Thursday, January 17, 2019

Hard to Miss

Ants once crawled all over these
nasturtiums. Now they're gone,
without any steps taken by me.
Two months ago the NY Times brought attention to a phenomenon that scientists have been observing for years: vanishing insect populations.
a whole insect world might be quietly going missing, a loss of abundance that could alter the planet in unknowable ways....

a [2017] paper by an obscure German entomological society had brought the problem of insect decline into sharp focus. The German study found that, measured simply by weight, the overall abundance of flying insects in German nature reserves had decreased by 75 percent over just 27 years. If you looked at midsummer population peaks, the drop was 82 percent...

the study brought forth exactly the kind of longitudinal data they had been seeking, and it wasn’t specific to just one type of insect. The numbers were stark, indicating a vast impoverishment of an entire insect universe, even in protected areas where insects ought to be under less stress. The speed and scale of the drop were shocking even to entomologists who were already anxious about bees or fireflies or the cleanliness of car windshields.
Santa Cruz Monarch butterfly (Chron photo)
Species extinctions get the headlines, but perhaps more worrisome is defaunation ("the loss of individuals, the loss of abundance, the loss of a place’s absolute animalness"). Insect populations are down more than 75% in places that have been studied, a likely factor in the observed declines in fish, birds, and other animals in the food chain. Some worry that the decline in insects will result in the sudden collapse of eco-systems.

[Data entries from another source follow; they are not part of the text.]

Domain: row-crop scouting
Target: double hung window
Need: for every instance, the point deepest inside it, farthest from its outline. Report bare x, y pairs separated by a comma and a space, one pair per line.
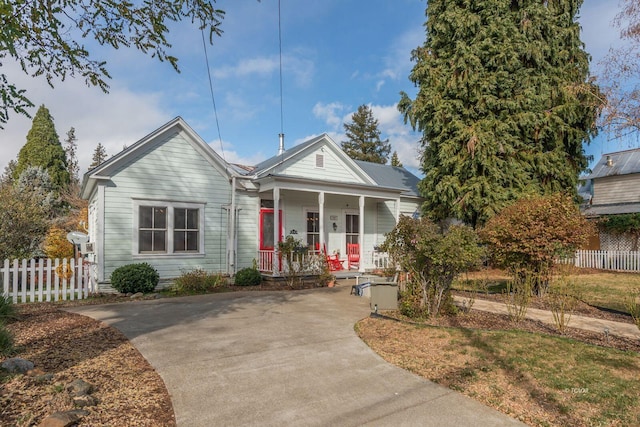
168, 228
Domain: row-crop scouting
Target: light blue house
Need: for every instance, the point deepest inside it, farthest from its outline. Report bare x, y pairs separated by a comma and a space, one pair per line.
172, 201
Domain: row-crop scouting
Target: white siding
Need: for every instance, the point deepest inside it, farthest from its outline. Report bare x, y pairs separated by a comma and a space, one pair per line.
616, 189
168, 170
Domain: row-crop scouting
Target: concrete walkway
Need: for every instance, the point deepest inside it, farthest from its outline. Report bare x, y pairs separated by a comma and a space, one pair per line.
281, 358
621, 329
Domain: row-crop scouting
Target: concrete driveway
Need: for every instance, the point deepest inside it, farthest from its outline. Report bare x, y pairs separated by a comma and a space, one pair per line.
281, 358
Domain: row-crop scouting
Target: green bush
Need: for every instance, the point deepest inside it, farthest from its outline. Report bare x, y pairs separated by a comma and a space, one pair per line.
7, 309
6, 341
133, 278
248, 277
197, 281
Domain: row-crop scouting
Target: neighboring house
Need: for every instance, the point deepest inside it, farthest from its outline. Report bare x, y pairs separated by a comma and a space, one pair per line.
172, 201
613, 188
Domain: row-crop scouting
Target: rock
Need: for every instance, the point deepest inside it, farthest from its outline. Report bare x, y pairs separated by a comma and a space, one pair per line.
17, 365
85, 400
63, 419
79, 387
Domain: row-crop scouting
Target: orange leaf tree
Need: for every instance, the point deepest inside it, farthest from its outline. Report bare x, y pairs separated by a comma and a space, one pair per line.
528, 236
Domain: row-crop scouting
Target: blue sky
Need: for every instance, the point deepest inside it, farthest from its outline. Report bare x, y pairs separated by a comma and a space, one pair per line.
336, 55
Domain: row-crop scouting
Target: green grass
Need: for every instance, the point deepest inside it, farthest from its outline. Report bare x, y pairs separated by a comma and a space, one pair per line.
603, 289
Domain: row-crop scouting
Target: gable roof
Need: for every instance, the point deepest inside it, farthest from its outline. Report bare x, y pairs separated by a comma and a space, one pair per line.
392, 176
175, 126
620, 163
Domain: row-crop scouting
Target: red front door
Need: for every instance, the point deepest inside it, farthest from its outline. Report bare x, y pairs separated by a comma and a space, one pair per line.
266, 229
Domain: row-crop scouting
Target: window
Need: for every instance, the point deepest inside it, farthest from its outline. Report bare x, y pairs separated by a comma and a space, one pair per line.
168, 228
313, 230
185, 230
352, 228
153, 229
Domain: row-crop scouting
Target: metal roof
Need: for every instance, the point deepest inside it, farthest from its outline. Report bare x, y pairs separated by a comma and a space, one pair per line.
618, 163
391, 176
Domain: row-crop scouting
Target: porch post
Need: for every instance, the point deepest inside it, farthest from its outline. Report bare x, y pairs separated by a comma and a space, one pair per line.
321, 218
361, 234
276, 230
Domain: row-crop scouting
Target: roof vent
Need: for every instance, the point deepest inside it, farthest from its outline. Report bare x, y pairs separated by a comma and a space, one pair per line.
281, 147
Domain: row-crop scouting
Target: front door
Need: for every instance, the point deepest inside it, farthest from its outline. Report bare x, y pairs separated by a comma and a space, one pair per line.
266, 229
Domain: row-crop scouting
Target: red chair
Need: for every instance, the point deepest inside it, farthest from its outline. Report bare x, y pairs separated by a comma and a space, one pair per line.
333, 261
353, 255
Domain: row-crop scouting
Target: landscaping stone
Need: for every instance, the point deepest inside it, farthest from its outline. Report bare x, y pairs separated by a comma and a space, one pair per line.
17, 365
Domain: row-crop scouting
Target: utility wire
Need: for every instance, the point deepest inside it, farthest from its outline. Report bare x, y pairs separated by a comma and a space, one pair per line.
213, 99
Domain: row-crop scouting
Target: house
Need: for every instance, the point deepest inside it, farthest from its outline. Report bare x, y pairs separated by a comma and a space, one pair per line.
170, 200
613, 188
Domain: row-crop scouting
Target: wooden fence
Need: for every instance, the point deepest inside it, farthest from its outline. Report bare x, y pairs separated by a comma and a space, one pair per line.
46, 280
607, 260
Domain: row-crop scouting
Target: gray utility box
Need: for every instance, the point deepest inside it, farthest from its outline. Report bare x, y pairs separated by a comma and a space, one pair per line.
384, 296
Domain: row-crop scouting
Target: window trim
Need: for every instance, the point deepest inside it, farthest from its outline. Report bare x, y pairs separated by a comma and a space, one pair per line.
137, 203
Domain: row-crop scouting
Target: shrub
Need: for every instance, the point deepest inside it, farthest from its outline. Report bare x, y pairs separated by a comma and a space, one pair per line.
197, 281
248, 277
433, 257
133, 278
528, 236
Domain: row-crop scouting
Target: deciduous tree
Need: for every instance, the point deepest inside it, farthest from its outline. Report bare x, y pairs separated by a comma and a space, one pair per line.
364, 138
527, 236
504, 105
46, 37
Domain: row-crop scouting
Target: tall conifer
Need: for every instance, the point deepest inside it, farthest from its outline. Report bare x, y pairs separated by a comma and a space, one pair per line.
504, 103
43, 149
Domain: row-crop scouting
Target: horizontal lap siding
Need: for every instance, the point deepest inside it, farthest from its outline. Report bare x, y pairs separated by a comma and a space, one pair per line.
170, 170
616, 189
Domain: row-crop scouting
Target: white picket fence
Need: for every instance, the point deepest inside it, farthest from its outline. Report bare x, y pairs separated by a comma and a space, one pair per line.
607, 260
46, 280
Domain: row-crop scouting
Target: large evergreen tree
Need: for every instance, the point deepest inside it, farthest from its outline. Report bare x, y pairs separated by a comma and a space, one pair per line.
504, 104
43, 149
364, 138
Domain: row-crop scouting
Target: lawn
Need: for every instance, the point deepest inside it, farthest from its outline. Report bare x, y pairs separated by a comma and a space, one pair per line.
540, 379
601, 289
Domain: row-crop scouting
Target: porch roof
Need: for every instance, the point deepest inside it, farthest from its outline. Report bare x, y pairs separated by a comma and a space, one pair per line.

According to the article the primary reason for the "insect apocalypse", unsurprisingly, is man. Herbicides, pesticides, habitat destruction, and climate change have all been posited as causes. While some alarmists are predicting imminent disaster, most responsible scientists acknowledge that we are just at the beginning of understanding the extent and ramifications of the problem.

Meanwhile, we can all mourn the loss of monarch butterflies.